In response to the public health emergency, rules regarding the distribution of the addiction treatment medication buprenorphine were relaxed to allow for clinicians to prescribe it via telemedicine or by phone without the need for an initial in-person visit. In a similar move, federal authorities cleared the way for certain patients to take home an increased amount of up to 28 doses of methadone to treat opioid use disorder.

A study published in JAMA Psychiatry found the use of telehealth for opioid use disorder services was associated with better medication retention among Medicare patients and lower risk of medically treated overdose. And despite potential for abuse, another study did not find a link between increased take-home doses of methadone and negative treatment outcomes.

In February, the Drug Enforcement Administration announced a proposal to make the buprenorphine rule change permanent, but to limit the amount providers are allowed to prescribe to a 30-day supply. Public comments on the proposed rule were being accepted until March 31.
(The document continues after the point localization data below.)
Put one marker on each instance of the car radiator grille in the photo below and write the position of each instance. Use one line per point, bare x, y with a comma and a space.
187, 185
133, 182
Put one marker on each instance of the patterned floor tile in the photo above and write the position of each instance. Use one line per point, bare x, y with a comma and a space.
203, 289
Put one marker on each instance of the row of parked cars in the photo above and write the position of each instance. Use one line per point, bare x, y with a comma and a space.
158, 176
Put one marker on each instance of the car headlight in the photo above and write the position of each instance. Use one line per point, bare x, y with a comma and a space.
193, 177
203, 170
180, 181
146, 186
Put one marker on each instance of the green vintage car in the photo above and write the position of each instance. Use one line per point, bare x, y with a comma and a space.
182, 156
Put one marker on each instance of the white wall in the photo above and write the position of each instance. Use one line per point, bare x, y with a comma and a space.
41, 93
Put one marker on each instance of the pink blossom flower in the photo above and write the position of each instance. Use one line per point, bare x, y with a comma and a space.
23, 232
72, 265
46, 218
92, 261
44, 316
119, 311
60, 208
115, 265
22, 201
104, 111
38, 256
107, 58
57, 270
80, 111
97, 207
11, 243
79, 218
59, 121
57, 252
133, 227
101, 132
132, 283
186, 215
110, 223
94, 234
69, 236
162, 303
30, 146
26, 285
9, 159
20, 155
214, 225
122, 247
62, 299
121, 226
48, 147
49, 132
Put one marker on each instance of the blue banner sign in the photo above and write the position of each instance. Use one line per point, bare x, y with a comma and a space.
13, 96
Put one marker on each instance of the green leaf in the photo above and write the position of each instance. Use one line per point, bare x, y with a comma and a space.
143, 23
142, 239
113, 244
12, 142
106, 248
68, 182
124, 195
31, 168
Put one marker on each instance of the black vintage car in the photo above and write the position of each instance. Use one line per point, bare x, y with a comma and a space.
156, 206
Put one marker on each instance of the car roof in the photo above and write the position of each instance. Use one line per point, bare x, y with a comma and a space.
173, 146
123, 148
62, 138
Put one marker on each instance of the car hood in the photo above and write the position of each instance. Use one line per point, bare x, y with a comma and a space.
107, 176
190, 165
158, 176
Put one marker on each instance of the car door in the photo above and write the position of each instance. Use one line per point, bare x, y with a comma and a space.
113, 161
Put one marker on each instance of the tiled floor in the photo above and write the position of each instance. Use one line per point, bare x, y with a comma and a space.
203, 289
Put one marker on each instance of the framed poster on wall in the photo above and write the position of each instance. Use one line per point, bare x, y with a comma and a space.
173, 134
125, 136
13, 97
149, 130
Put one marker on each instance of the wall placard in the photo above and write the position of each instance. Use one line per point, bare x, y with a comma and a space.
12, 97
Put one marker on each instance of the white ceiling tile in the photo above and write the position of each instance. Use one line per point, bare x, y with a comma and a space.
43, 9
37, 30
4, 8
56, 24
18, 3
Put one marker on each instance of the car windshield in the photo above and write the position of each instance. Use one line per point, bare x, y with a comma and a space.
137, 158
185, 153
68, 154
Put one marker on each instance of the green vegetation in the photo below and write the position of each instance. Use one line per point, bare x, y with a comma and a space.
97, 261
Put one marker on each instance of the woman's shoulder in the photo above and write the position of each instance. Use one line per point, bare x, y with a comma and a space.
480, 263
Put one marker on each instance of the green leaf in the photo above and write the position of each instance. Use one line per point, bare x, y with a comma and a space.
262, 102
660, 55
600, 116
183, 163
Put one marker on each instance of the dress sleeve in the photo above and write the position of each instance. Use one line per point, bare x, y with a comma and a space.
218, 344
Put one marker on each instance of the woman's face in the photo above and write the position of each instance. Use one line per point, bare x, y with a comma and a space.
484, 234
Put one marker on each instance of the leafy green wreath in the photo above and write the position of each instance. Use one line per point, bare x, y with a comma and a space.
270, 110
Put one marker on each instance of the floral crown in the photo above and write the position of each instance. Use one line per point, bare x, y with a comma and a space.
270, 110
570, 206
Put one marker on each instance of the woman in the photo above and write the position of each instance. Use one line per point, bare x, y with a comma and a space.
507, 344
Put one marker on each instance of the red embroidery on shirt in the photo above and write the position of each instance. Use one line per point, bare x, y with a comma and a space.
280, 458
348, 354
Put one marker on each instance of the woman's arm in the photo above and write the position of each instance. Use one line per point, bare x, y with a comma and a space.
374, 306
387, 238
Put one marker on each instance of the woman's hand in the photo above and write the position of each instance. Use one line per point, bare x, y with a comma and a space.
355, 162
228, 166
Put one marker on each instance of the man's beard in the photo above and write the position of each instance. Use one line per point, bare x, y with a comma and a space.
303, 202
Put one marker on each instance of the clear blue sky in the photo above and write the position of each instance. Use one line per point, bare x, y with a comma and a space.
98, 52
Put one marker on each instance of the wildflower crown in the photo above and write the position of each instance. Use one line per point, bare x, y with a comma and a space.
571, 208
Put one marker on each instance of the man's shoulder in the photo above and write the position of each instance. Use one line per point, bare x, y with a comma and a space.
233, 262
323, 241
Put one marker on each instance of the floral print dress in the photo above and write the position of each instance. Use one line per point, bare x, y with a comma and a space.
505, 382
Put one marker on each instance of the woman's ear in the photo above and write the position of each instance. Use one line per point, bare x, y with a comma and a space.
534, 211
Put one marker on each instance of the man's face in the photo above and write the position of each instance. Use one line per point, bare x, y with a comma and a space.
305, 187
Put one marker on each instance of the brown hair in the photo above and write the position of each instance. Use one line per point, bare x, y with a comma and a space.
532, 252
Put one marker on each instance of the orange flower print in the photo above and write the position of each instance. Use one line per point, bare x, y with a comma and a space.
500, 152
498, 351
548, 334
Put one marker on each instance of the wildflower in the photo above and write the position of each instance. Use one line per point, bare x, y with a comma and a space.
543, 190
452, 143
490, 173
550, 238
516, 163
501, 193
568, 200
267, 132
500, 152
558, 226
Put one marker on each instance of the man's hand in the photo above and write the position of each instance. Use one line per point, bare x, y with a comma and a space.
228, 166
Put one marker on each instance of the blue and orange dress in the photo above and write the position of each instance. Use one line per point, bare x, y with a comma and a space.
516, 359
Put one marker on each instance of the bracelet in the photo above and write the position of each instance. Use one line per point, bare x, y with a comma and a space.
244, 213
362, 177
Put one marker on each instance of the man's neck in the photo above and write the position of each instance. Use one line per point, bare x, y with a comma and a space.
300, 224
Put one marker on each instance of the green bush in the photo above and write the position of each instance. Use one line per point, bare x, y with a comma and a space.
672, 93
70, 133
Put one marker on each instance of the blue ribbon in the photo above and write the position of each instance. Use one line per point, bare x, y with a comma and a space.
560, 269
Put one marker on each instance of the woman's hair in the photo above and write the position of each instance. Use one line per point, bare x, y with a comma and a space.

Brandee Izquierdo, director of behavioral health programs for The Pew Charitable Trusts, says having the ability to prescribe buprenorphine through telehealth has been extremely impactful for people in recovery, lessening their risk of a relapse. She says she is worried the DEA’s proposed rules that effectively would require patients to have an in-person visit within 30 days of their initial prescription in order to get a refill could create barriers for some to continue their treatment.

“That’s a very scary place to be when we’re dealing with a lot of different challenges,” according to Izquierdo, who says she herself at one time was in recovery for substance use disorder for a number of years. “It can become very difficult for individuals to access that treatment.”

Izquierdo feels the past three years have proved that a relaxation of the rules governing the administration of medication-assisted treatment for substance use is an effective means of expanding access.

“It’s imperative that we eliminate these barriers,” she says.

Notably, federal officials also have moved toward making the increase in methadone take-home doses permanent.